2013 I Am My Own Prisoner
Much of my work involves an intensely personal journey of close bodily scrutiny – I am forever searching for some evidence of the invisible inner psyche that might surface in the external physical body. In this image, I express not only some extremely private sentiments, but also attempt to tap into a more timeless and universal sadness that is an inevitable part of the human condition. The individual identity of the figure (in fact my own) is not imperative to the meaning of the work, and the bonds depicted in this image are not physical – they are symbolic of the crosses we all bear, the burdens we carry, the personal demons we all fight, and the restraints we place upon ourselves, often unknowingly, that prevent us from reaching our full potential.
For me this drawing also expresses the mixed feelings I have about being an artist. It is at times a very solitary profession, one that involves an acute sensitivity to which all the vagaries of life can become almost overwhelming to the extreme. And yet, this is something that I have to do – I almost have no choice in the matter. I struggle every day to deal with the world around me, and my way of making sense of it all is through my art. In making this work I am coming to terms with my own demons, in large scale, on full public display for all to witness. This is a painful process, but doing it in this way means that I can’t back away from it. The work has to be finished. I’ve heard it said before that the deepest pain can bring forth true strength, courage and self-knowledge. I believe this is true for all of us in whatever form this revelation will take.
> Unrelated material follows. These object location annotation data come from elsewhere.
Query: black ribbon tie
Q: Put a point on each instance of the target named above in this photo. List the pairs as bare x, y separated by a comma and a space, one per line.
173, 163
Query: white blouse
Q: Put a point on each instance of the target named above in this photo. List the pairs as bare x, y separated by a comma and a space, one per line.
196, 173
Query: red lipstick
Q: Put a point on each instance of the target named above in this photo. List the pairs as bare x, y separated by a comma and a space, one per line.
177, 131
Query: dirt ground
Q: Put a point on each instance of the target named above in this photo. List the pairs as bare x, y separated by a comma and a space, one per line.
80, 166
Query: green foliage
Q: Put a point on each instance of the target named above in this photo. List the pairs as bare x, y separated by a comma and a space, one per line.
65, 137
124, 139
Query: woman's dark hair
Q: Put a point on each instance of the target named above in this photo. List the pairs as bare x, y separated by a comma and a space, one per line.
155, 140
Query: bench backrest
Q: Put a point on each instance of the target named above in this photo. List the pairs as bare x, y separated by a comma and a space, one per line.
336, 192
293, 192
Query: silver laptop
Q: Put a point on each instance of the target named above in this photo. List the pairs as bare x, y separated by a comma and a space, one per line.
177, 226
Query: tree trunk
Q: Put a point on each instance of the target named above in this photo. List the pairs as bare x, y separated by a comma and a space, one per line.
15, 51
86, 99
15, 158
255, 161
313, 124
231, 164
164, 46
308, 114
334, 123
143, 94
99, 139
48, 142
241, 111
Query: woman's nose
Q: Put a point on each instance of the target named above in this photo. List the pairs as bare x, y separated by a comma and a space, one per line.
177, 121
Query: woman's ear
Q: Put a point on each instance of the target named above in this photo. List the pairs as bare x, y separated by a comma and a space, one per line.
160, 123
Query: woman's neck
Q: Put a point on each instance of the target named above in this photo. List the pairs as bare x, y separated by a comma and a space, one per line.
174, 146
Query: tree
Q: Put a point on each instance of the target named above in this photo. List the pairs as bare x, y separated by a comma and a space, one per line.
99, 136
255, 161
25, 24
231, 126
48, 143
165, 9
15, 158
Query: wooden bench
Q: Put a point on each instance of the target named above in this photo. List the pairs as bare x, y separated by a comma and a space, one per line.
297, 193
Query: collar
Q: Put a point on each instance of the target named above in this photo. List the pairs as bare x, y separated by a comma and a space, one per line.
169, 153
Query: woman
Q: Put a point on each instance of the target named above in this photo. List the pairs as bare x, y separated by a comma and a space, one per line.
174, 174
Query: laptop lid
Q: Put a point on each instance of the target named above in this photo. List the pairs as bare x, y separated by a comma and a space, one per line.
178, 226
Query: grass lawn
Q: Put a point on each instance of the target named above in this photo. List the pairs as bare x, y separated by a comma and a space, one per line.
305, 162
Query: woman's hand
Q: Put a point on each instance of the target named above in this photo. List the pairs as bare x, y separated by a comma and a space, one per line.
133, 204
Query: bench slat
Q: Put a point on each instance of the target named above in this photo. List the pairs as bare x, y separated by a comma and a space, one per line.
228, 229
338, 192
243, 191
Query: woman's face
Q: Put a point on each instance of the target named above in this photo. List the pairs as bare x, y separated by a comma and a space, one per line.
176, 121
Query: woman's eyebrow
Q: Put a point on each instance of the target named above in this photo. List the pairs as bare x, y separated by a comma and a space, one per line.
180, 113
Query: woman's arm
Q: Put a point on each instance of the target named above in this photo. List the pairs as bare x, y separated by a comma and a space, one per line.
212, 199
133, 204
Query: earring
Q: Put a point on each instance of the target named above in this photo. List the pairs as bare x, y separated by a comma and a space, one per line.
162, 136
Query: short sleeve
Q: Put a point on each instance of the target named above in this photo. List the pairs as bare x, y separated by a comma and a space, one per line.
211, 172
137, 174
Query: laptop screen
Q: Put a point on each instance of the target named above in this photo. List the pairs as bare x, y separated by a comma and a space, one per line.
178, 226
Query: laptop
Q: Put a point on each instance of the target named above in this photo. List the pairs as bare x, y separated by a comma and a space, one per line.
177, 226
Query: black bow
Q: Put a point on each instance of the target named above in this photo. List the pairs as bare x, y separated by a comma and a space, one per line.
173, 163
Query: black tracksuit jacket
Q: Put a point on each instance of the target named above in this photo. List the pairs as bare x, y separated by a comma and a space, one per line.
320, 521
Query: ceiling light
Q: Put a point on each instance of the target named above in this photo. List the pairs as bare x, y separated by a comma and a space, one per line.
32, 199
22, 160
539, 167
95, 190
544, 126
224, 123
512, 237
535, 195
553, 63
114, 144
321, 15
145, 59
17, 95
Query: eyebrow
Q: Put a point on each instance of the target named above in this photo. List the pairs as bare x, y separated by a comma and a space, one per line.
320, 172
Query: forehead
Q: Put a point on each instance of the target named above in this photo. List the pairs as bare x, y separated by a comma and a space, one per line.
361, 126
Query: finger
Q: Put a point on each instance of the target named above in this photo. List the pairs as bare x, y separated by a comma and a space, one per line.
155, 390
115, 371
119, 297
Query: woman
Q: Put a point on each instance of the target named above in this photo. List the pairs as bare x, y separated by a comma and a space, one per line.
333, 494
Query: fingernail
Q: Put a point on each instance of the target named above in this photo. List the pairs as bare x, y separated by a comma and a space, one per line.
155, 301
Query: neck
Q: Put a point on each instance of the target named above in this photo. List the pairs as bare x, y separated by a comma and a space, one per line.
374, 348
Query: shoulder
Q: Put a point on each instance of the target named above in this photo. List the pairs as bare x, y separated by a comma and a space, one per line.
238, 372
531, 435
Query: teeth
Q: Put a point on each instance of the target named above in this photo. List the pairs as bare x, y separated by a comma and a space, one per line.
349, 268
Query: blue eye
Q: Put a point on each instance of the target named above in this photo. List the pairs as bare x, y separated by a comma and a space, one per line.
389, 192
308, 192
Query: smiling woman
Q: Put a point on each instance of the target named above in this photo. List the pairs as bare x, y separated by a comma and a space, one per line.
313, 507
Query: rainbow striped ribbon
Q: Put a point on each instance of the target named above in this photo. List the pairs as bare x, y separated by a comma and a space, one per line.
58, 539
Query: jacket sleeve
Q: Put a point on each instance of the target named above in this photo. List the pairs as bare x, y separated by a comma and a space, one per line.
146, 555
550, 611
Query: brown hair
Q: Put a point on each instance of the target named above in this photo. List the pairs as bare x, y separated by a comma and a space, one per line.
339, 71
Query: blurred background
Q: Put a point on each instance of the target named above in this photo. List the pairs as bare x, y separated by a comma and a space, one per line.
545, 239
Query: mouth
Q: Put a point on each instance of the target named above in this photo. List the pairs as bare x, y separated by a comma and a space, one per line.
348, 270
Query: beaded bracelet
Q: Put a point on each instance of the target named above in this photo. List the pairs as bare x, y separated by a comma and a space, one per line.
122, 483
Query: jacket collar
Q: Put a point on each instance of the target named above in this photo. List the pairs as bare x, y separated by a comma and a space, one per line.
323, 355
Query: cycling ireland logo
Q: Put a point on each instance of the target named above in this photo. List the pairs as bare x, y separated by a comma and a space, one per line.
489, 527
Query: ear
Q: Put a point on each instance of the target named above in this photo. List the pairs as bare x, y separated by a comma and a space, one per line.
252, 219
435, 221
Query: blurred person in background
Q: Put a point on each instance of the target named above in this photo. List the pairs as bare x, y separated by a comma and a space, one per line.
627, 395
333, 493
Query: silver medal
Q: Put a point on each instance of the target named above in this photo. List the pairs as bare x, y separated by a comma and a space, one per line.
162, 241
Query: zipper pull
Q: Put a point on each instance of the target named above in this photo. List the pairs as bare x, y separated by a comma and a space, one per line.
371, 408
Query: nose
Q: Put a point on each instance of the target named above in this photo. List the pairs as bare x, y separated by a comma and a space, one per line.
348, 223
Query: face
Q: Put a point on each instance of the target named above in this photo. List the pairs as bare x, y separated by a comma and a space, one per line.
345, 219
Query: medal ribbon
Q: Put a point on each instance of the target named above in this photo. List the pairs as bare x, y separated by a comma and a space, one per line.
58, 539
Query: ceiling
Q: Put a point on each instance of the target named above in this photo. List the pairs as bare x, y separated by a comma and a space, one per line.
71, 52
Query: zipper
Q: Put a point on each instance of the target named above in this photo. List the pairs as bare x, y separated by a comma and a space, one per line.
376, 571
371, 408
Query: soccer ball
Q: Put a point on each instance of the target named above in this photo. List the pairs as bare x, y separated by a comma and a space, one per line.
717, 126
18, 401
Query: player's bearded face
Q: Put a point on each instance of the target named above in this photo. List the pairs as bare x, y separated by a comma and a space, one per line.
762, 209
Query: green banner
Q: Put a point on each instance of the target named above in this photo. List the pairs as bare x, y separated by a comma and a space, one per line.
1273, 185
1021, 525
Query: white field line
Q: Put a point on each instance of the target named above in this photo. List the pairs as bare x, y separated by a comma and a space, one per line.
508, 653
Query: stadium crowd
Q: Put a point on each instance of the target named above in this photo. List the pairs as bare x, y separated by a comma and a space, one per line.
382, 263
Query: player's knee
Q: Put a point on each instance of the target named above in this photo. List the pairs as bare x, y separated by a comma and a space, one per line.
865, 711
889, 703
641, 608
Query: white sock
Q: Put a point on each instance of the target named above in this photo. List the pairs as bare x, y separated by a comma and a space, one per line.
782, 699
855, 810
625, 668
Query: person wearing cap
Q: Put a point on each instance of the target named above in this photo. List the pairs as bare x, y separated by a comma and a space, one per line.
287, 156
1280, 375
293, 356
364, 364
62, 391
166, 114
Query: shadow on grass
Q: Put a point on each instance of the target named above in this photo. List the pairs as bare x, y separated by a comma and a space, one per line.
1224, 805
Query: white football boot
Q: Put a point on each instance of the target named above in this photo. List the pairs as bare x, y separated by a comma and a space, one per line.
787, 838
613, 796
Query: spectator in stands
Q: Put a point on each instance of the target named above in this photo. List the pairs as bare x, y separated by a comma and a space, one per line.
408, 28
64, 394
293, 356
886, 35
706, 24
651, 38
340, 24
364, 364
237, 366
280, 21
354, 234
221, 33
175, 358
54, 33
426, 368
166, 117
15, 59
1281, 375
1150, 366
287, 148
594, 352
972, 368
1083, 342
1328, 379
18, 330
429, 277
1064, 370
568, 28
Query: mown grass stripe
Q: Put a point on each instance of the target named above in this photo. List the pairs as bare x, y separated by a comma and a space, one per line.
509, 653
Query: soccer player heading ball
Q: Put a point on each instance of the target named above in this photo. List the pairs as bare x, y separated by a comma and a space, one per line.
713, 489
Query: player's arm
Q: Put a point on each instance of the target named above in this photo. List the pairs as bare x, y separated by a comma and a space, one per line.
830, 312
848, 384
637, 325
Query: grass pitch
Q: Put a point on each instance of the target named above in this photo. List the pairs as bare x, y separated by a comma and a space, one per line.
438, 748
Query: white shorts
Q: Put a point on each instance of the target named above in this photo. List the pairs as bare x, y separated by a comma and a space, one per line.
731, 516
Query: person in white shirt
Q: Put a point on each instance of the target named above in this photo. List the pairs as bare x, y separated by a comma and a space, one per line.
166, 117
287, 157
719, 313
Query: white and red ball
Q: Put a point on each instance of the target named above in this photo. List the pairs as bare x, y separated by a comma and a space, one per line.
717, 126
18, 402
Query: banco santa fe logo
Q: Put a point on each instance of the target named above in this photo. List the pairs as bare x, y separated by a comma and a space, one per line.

Making a work on this scale is an act of physical and mental endurance. It is exhausting, but at the same time exhilarating. The process of creating is important to me, even more important than the finished product itself, and perhaps knowing that the work would not be permanent has allowed me a much greater freedom than I would have had otherwise. The ephemeral nature of this work is significant in that it is a unique event, witnessed only by a few, and will not end up wrapped in bubblewrap and dust in a corner of my studio. It will in fact remain on the wall, under a few coats of paint, for as long as that wall stands. This thought makes me smile – at the end of the day, the art still remains.